UPDATED: Seal Beach Mother Sentenced to 25 Years for Killing Baby

Linda Wilborn, was sentenced to 25 years in prison today for killing her nearly 2-year-old daughter and beating the toddlers twin brother.

A 34-year-old Seal Beach woman who killed her nearly 2-year-old daughter was sentenced today to 25 years to life in prison.

Linda Wilborn was convicted Oct. 16 of second-degree murder, child assault causing death and two counts of child abuse in connection with the Dec. 17, 2009, death of her daughter, Millicent.

Wilborn's attorney, Deputy Public Defender Michael Becker, asked Orange County Superior Court Judge Richard Toohey to sentence his client to 15 years to life in prison.

To do that, Toohey would have had to dismiss the child assault causing death conviction, which carried the 25-year sentence.

"Mrs. Wilborn definitely has some mental disabilities,'' Becker said.

"They didn't rise to the level of a defense, but they are mitigating factors... This, to me, is the toughest sentencing I've ever had to attend.''

Wilborn was diagnosed with obsessive-compulsive disorder when she was a child and had trouble managing time, according to Becker. She apparently was overwhelmed caring for Millicent, her twin brother, Garrick, and siblings, then-3-year-old Rachael and then-infant Nathaniel, Becker said.

Her husband, Derrick Wilborn, who was a military recruiter, was too wrapped up in his work to pick up the slack at home, Becker said.

Derrick Wilborn was convicted of  ``negligent homicide'' in a military tribunal at Fort Irwin in May, according to Seal Beach Cpl. Detective Dave Barr.

The charge in the court martial is more akin to ``failure to protect'' his daughter, because Derrick Wilborn had no direct hand in the girl's death, according to Barr, who said the father was sentenced to 90 days in a military jail and a reduction in rank.

Linda Wilborn's ``biggest regret,'' is that she has ``lost all of her children,'' Becker said.

``I don't feel Mrs. Wilborn is one of those people who deserves to spend the rest of her life in prison,'' Becker said. ``I'm asking the court to show some mercy.''

``I concur with Mr. Becker's comments about the tragedy of these events and the difficult of sentencing in this matter,'' Toohey said. ``It was clear back in 2008 that Mrs. Wilborn was overwhelmed.''

With the father unwilling to change his work schedule, ``It was really a disaster waiting to happen,'' Toohey said.

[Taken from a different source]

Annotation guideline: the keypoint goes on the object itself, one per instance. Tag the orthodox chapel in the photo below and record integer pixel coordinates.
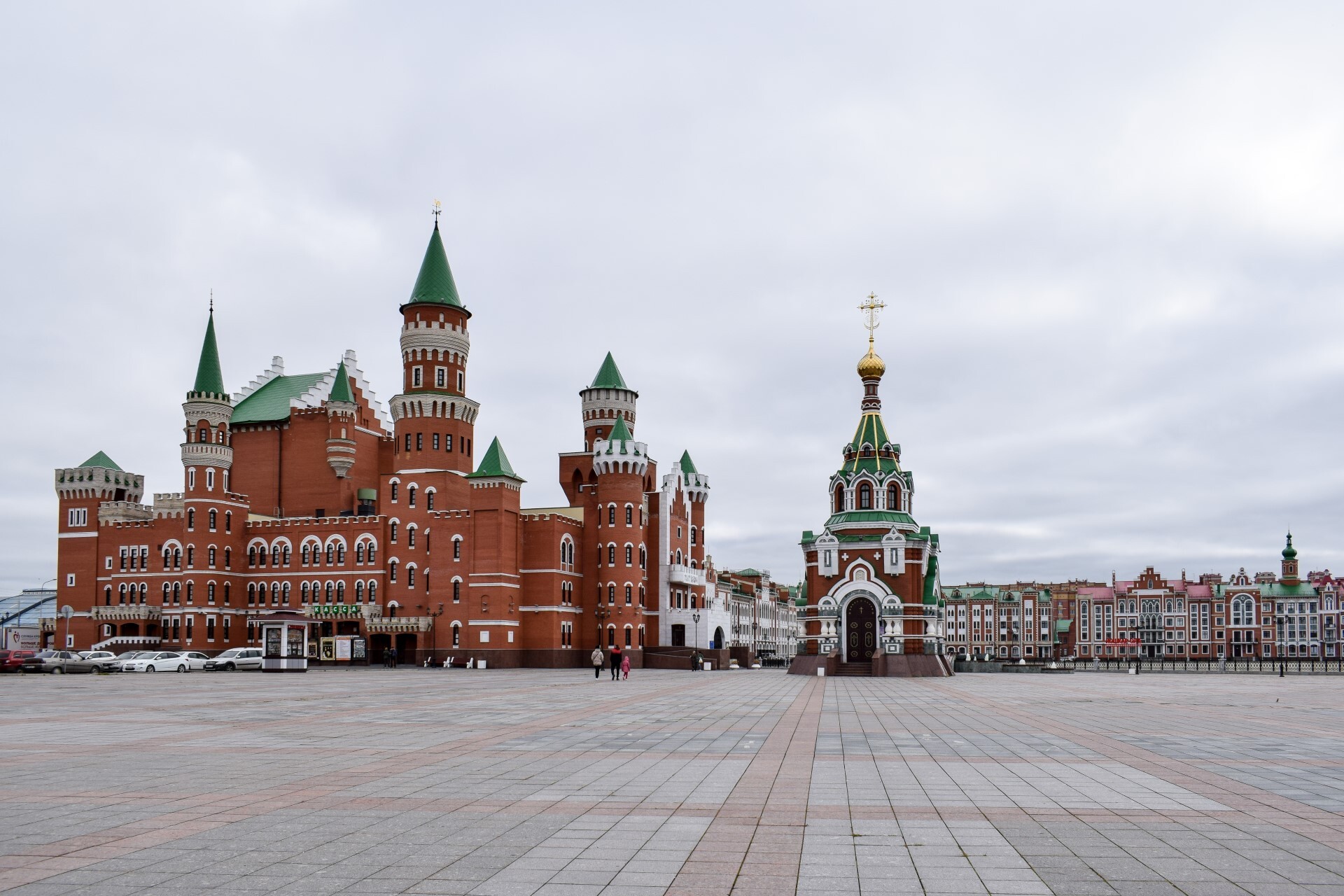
(390, 526)
(875, 606)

The judge also noted that probation officials said in the pre-sentence report that the defendant's mother had been convicted of murder, likely adding to her daughter's mental health issues.

Nevertheless, the judge handed down the maximum punishment.

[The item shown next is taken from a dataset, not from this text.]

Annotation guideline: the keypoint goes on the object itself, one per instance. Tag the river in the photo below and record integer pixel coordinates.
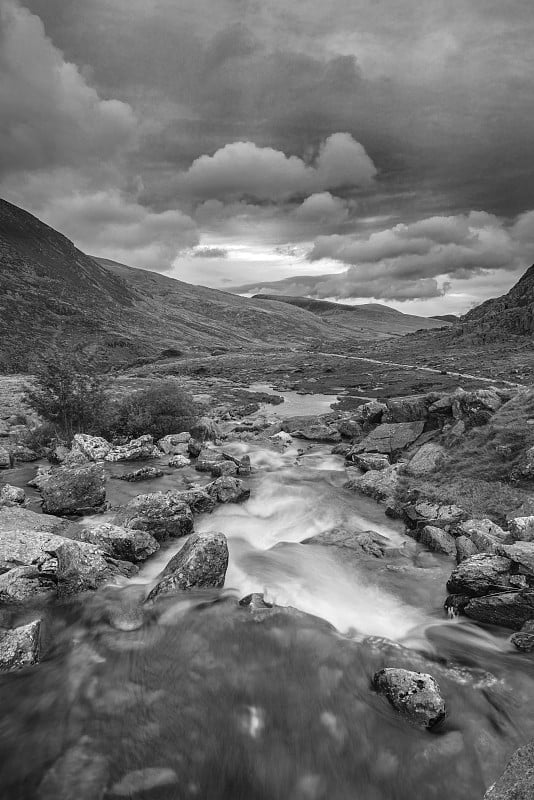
(221, 704)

Deputy District Attorney Scott Simmons argued during the trial that Wilborn grabbed her daughter, Millicent, squeezed her and slammed her against a hard surface, causing a tear in her heart that led to her death.

At issue in the trial was the cause of death -- whether it was the result of rough CPR, as Becker argued, or whether the girl was a victim of child abuse.

Wilborn dialed 911 just before 4 p.m. on Dec. 17, 2009, telling a dispatcher that Millicent was not breathing.

Investigators found a spot of her blood on the carpet and an emergency services coordinator noticed bruising on the child, Simmons said.

A social worker detected bruising on the girl's twin brother, Garrick, but no injuries to their siblings, Simmons said.

Physicians at Children's Hospital of Orange County determined that Garrick was underweight and withdrawn and had a hairline fracture to his skull, according to Simmons, who said the boy was also diagnosed as ``developmentally delayed because of emotional neglect.''

Dr. Anthony Juguilon, the county's chief pathologist, determined Millicent had a ``very large'' bruise to the left side of her forehead, a cut to the lower lip, a cut on the chin, and bruises all over her head and on both sides of her torso and left shoulder, Simmons said.

She also suffered broken ribs, some broken on the day of her death, and others before that, Simmons said. Some of the fractures were four to six weeks old, he said.